I rubbed my hands together anxiously.

“Deb has a different theory about who stole Jack Daniels, though,” I said.  

“You talked to Deb again?” Daniel asked.

I nodded.  

“She seems to think Meredith Drutman and her son Hunter were behind it,” I said.

“The real estate agent?” he asked.

“Yeah, seems like Hunter and Frankie used to be best friends. But then this Halloween, Hunter and some punk friends of his locked poor Frankie in the school library overnight. Deb was furious and Meredith’s son got suspended. Deb thinks Hunter stole the turkey or let him out of the cage as some sort of revenge.”

Daniel shook his head.

“Poor Frankie,” he said.

“Yeah,” I said. “And either way, it doesn’t seem like the family is going to get their turkey back.”

I looked out the window, letting out a disappointed sigh.

I still didn’t know why it bothered me so much.

Had he stayed in his pen, Jack Daniels would have ended up on the Dulany’s dinner table.
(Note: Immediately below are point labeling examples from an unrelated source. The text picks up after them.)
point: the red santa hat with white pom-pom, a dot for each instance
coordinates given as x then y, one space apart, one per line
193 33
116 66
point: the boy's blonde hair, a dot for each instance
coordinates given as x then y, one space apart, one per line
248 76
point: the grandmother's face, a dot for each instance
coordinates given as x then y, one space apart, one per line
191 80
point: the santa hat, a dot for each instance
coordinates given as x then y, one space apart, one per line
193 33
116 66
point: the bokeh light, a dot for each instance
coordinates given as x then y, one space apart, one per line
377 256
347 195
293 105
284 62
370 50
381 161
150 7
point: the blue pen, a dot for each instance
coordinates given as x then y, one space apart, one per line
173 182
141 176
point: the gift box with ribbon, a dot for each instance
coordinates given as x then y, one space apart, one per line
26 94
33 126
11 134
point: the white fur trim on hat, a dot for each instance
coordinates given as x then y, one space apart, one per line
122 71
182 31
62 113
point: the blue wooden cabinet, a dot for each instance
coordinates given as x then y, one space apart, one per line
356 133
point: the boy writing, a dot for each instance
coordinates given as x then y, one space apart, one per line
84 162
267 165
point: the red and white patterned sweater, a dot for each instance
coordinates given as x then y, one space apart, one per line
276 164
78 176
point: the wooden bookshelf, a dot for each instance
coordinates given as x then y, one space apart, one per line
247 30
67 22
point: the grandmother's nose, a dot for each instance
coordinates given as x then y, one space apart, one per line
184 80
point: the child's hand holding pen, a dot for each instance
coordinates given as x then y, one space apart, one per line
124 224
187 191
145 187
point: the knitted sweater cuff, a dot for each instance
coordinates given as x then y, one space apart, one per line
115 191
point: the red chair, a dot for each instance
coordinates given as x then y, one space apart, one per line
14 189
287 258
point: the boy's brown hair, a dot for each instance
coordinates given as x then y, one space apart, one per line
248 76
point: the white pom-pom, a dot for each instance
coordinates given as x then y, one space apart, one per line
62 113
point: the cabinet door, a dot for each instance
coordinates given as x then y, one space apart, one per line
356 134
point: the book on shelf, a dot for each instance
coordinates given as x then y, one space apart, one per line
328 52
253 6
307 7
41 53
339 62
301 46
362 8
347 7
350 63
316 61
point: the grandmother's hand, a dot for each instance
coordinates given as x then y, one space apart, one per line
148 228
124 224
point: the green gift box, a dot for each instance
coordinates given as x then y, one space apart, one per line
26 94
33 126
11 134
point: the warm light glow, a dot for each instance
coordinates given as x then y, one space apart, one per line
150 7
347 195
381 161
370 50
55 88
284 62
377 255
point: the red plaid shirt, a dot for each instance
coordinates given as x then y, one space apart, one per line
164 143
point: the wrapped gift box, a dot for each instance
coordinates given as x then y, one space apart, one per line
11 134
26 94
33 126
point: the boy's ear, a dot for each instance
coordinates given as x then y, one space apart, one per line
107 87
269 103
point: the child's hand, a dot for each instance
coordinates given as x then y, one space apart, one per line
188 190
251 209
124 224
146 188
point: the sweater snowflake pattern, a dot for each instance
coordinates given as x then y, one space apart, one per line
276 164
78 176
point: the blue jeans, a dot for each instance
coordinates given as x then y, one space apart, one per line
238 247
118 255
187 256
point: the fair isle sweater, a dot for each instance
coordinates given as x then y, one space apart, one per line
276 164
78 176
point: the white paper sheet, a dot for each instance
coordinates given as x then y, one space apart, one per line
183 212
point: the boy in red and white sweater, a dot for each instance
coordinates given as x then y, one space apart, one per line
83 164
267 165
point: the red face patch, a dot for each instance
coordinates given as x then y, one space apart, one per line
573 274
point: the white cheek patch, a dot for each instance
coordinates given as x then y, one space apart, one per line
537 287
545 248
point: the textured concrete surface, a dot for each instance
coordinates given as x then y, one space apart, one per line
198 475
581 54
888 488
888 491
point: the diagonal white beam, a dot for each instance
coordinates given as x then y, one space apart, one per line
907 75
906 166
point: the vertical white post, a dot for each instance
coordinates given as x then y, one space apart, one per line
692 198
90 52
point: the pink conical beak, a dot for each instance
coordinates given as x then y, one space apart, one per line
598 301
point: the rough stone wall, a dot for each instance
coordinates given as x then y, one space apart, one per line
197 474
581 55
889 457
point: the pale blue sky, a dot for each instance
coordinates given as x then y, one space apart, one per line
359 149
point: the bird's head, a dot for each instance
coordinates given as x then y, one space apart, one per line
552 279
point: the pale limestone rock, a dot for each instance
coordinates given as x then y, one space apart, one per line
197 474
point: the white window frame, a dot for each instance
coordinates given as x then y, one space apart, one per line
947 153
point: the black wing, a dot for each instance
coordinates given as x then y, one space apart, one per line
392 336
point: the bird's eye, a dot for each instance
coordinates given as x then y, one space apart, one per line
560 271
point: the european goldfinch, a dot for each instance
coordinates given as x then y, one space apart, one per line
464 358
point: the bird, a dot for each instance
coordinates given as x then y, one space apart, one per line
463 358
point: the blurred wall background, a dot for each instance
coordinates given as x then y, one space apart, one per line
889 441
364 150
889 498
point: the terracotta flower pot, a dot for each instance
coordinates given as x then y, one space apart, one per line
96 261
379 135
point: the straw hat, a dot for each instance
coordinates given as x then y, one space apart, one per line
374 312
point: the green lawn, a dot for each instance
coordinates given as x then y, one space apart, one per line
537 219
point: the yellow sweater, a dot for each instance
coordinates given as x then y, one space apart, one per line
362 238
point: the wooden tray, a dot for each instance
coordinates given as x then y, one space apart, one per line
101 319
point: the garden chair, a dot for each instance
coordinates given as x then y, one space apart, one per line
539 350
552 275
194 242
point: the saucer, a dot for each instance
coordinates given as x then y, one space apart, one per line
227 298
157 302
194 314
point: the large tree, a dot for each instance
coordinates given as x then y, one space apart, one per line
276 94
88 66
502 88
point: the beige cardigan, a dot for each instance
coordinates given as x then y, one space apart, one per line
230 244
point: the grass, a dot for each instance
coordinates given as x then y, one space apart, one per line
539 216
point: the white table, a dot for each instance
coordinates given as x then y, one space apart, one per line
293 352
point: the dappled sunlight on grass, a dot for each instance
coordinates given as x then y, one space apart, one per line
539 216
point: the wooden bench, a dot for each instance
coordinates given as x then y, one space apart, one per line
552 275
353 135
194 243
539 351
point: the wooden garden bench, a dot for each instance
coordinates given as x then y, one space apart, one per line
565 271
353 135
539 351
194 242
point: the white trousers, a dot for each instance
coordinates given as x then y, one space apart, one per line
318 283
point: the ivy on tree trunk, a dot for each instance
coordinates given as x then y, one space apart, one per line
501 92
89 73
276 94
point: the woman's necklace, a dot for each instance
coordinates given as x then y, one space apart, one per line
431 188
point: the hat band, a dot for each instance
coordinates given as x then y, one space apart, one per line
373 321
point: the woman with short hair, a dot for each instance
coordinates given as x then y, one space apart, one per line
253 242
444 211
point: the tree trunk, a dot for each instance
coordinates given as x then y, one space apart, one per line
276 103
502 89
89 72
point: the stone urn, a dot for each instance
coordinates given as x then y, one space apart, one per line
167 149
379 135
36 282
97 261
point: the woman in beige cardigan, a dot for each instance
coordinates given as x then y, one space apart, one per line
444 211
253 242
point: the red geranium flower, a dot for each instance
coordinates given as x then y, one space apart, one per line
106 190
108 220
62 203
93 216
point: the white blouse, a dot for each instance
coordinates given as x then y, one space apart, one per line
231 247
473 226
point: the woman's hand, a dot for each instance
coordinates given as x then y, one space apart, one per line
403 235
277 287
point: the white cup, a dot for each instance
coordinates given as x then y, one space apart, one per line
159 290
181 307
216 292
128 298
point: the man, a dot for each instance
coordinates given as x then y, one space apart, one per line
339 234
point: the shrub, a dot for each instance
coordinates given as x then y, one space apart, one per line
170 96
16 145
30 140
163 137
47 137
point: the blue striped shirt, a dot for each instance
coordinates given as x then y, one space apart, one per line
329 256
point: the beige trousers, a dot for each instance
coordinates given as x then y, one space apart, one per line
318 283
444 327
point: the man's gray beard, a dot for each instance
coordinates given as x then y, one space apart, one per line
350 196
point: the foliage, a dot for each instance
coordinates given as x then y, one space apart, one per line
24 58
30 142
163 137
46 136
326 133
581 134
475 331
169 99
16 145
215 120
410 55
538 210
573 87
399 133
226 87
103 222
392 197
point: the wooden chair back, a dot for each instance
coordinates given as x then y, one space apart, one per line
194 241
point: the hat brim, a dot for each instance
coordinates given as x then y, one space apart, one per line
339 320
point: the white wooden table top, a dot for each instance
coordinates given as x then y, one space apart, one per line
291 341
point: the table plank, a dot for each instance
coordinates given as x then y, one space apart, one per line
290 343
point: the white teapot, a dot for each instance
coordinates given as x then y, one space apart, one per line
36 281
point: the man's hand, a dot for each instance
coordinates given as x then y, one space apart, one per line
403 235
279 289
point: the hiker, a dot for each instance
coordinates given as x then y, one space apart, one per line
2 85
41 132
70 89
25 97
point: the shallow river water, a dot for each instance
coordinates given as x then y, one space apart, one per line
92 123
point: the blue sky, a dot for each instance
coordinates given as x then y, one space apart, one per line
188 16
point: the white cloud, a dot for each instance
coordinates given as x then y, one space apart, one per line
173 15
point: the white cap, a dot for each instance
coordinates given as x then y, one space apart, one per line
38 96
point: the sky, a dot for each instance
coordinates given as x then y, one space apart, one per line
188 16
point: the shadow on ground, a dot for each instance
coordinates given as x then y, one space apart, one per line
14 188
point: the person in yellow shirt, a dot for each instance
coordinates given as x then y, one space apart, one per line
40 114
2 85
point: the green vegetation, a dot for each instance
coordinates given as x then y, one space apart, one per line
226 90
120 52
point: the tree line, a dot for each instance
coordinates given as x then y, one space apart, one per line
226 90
Now it appeared the turkey at least had a chance of surviving. That is, if Tobias wasn’t eating him right now.

The mystery of who stole Jack Daniels didn’t much matter to the turkey, wherever he was.

But it did matter to Deb and her family.

And I was sure it mattered to Frankie.

Something about that kid’s face haunted me. It was more than just the worried expression he’d had. It was in his eyes.

There was a sadness in them.

And something in me felt like I couldn’t quite bare for him to have any more sadness in his life.

I thought of their small Thanksgiving table this year. Of the empty spot in the middle where the turkey was going to be.

I shuddered.

I knew it was as simple as buying the Dulany family another turkey. But in some ways, it wasn’t. Because after Thanksgiving, all those problems the kids faced, of growing up poor without a dad, would still be there.